Lake Erie: A very great lake

Tuesday, July 20, 2021


When I picture lakes, I picture Haliburton lakes—placid, benign, with waves only lapping at the shores if there’s a motor boat. But I recently arrived home from a three-day camping trip on the shores of Lake Erie, and can still feel the lilt of the huge, relentless waves when I close my eyes. What a glorious lake. What a glorious beach – all sand (though my four-year-old was very upset that there wasn’t any beach glass)

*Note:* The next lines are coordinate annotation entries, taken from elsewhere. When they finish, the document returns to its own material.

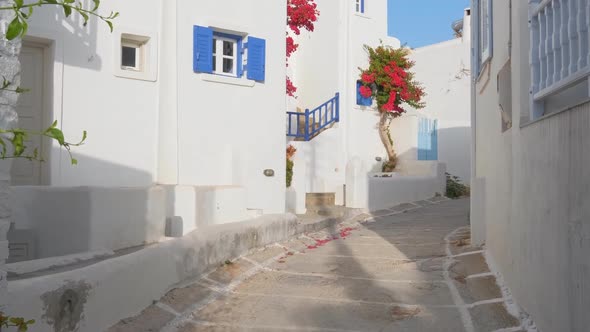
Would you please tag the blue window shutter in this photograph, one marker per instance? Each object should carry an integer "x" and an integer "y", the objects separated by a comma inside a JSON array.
[
  {"x": 360, "y": 100},
  {"x": 202, "y": 49},
  {"x": 434, "y": 140},
  {"x": 421, "y": 147},
  {"x": 240, "y": 57},
  {"x": 256, "y": 59}
]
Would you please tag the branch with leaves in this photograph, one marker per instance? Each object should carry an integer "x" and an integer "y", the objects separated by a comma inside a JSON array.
[
  {"x": 23, "y": 11},
  {"x": 17, "y": 138}
]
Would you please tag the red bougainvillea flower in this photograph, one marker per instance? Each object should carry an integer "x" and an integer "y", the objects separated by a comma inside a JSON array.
[
  {"x": 291, "y": 46},
  {"x": 291, "y": 89},
  {"x": 368, "y": 78},
  {"x": 301, "y": 14},
  {"x": 365, "y": 91}
]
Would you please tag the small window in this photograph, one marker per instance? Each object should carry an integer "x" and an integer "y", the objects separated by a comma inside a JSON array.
[
  {"x": 133, "y": 52},
  {"x": 130, "y": 57},
  {"x": 222, "y": 53},
  {"x": 225, "y": 54},
  {"x": 135, "y": 55},
  {"x": 359, "y": 6},
  {"x": 484, "y": 36}
]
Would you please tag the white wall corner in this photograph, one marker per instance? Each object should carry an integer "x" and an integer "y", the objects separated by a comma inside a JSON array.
[{"x": 10, "y": 70}]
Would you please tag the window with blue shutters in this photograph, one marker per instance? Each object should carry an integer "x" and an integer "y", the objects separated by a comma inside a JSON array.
[
  {"x": 427, "y": 139},
  {"x": 221, "y": 53},
  {"x": 360, "y": 100},
  {"x": 256, "y": 59}
]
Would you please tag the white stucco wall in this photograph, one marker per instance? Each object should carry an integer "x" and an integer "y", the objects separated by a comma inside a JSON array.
[
  {"x": 9, "y": 69},
  {"x": 533, "y": 180},
  {"x": 326, "y": 62},
  {"x": 120, "y": 114},
  {"x": 73, "y": 220},
  {"x": 229, "y": 134},
  {"x": 444, "y": 70},
  {"x": 173, "y": 126}
]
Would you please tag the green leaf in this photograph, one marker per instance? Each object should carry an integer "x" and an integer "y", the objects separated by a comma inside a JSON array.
[
  {"x": 3, "y": 144},
  {"x": 56, "y": 134},
  {"x": 15, "y": 29},
  {"x": 96, "y": 5},
  {"x": 67, "y": 10}
]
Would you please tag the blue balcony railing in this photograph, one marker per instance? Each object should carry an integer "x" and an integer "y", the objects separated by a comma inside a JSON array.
[{"x": 306, "y": 125}]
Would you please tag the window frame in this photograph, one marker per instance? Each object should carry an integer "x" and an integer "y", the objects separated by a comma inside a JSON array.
[
  {"x": 146, "y": 58},
  {"x": 219, "y": 38},
  {"x": 483, "y": 14},
  {"x": 139, "y": 57},
  {"x": 359, "y": 6}
]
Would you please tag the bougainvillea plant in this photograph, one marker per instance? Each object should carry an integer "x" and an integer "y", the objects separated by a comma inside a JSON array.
[
  {"x": 301, "y": 14},
  {"x": 290, "y": 154},
  {"x": 390, "y": 83}
]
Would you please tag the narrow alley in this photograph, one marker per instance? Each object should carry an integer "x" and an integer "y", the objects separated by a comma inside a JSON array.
[{"x": 409, "y": 268}]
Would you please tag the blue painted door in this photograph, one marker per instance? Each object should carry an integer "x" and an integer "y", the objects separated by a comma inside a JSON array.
[{"x": 427, "y": 139}]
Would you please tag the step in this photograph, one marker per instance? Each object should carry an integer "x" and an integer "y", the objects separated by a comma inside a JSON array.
[{"x": 314, "y": 200}]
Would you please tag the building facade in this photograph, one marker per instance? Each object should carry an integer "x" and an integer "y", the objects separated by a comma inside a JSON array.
[
  {"x": 182, "y": 102},
  {"x": 531, "y": 118}
]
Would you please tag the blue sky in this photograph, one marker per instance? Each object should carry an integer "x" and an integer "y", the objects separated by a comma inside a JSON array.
[{"x": 423, "y": 22}]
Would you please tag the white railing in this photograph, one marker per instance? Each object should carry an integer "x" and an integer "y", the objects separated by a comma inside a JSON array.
[{"x": 560, "y": 39}]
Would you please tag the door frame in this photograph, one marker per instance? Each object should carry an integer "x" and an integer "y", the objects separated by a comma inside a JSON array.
[{"x": 51, "y": 99}]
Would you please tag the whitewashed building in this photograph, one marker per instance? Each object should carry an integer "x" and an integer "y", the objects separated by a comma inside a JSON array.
[
  {"x": 328, "y": 62},
  {"x": 530, "y": 178},
  {"x": 183, "y": 104}
]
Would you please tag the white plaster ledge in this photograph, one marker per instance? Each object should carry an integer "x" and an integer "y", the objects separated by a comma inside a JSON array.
[
  {"x": 52, "y": 262},
  {"x": 227, "y": 80}
]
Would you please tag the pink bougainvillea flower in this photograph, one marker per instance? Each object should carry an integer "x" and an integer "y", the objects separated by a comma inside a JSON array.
[{"x": 368, "y": 78}]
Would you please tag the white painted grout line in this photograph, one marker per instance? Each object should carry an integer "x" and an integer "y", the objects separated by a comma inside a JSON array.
[
  {"x": 480, "y": 275},
  {"x": 242, "y": 327},
  {"x": 346, "y": 301},
  {"x": 464, "y": 312},
  {"x": 484, "y": 302},
  {"x": 186, "y": 315},
  {"x": 510, "y": 329},
  {"x": 167, "y": 308},
  {"x": 513, "y": 308},
  {"x": 336, "y": 276},
  {"x": 469, "y": 253}
]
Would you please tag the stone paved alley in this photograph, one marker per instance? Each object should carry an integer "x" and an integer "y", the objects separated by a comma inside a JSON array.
[{"x": 410, "y": 268}]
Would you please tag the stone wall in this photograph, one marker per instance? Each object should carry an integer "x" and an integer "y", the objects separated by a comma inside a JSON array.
[{"x": 10, "y": 70}]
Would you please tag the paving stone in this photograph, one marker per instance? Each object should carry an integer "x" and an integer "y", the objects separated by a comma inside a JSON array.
[
  {"x": 381, "y": 213},
  {"x": 469, "y": 265},
  {"x": 404, "y": 252},
  {"x": 302, "y": 315},
  {"x": 261, "y": 256},
  {"x": 316, "y": 287},
  {"x": 181, "y": 299},
  {"x": 386, "y": 275},
  {"x": 403, "y": 207},
  {"x": 351, "y": 267},
  {"x": 150, "y": 319},
  {"x": 229, "y": 272},
  {"x": 492, "y": 317},
  {"x": 478, "y": 289}
]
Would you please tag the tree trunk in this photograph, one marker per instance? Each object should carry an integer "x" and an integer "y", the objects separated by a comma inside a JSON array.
[{"x": 391, "y": 163}]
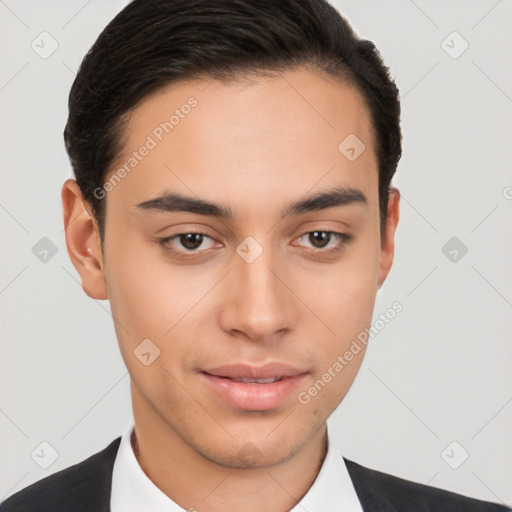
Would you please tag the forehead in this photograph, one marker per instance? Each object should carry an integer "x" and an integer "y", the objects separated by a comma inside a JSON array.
[{"x": 275, "y": 134}]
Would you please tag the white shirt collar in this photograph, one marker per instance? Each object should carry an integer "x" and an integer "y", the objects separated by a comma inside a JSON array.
[{"x": 133, "y": 491}]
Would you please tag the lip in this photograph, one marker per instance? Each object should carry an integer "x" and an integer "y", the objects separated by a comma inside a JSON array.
[{"x": 253, "y": 396}]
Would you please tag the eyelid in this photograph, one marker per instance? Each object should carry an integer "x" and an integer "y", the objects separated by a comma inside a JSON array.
[{"x": 343, "y": 239}]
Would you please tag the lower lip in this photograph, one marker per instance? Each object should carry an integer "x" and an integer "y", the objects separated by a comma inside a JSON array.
[{"x": 253, "y": 396}]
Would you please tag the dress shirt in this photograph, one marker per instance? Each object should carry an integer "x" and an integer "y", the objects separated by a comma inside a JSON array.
[{"x": 134, "y": 491}]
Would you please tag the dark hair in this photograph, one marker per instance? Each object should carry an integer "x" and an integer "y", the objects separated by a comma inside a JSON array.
[{"x": 151, "y": 44}]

I hadn’t been camping in years. Not since my late twenties when I was in a terrible relationship and had a very close encounter with a bear. My back/hip/shoulder are too creaky for thermarests, and for years, I told myself that my kids were too little. BUT then I learned about huge, cushy blow-up air mattresses, and my kids are potty-trained, and no longer napping and a friend had booked extra days at a campsite that she wasn’t going to use, AND the site was next to a beach and all of a sudden, there were no more excuses. 


And so, we borrowed tents and air mattresses and camping chairs, and made list after list after list, and drove up to Long Point Provincial Park with our bird identification books, and a pile of bathing suits. 



The waves the first two days were intense. I was shocked by the height of them on our first walk down to the beach, and was nervous the undertow would take out the four-year-old. 

I debated googling “how to swim in waves”, but strapped on my orange tow float, and went straight into the water, remembering how much easier it is to let the waves carry you, instead of standing and having them crash into you. But there were so many sandbars and I had to swim for a long, long while before I couldn’t touch.

I must admit, the waves mean more active parenting than I had hoped for, but by the third day, the waves were smaller, quieter and it was just perfect. It also helped that it was brilliantly sunny the whole time we were there (have the forecasts been right even once in the last few weeks?) and we all got too much sun, and I managed to read two novels on the beach. 

My six-year-old loved identifying all of the terns and swallows swooping over the water (and we marvelled at the lack of gulls – nary a gull to be seen for three whole days!) and though the mosquitoes were out in full force in the evenings, it was a most magical trip.

Last summer, I fell in love with Lake Huron, and this year it’s Lake Erie, and so, it looks like Great Lake swims are becoming an annual tradition (Lake Michigan on tap for next year…?!)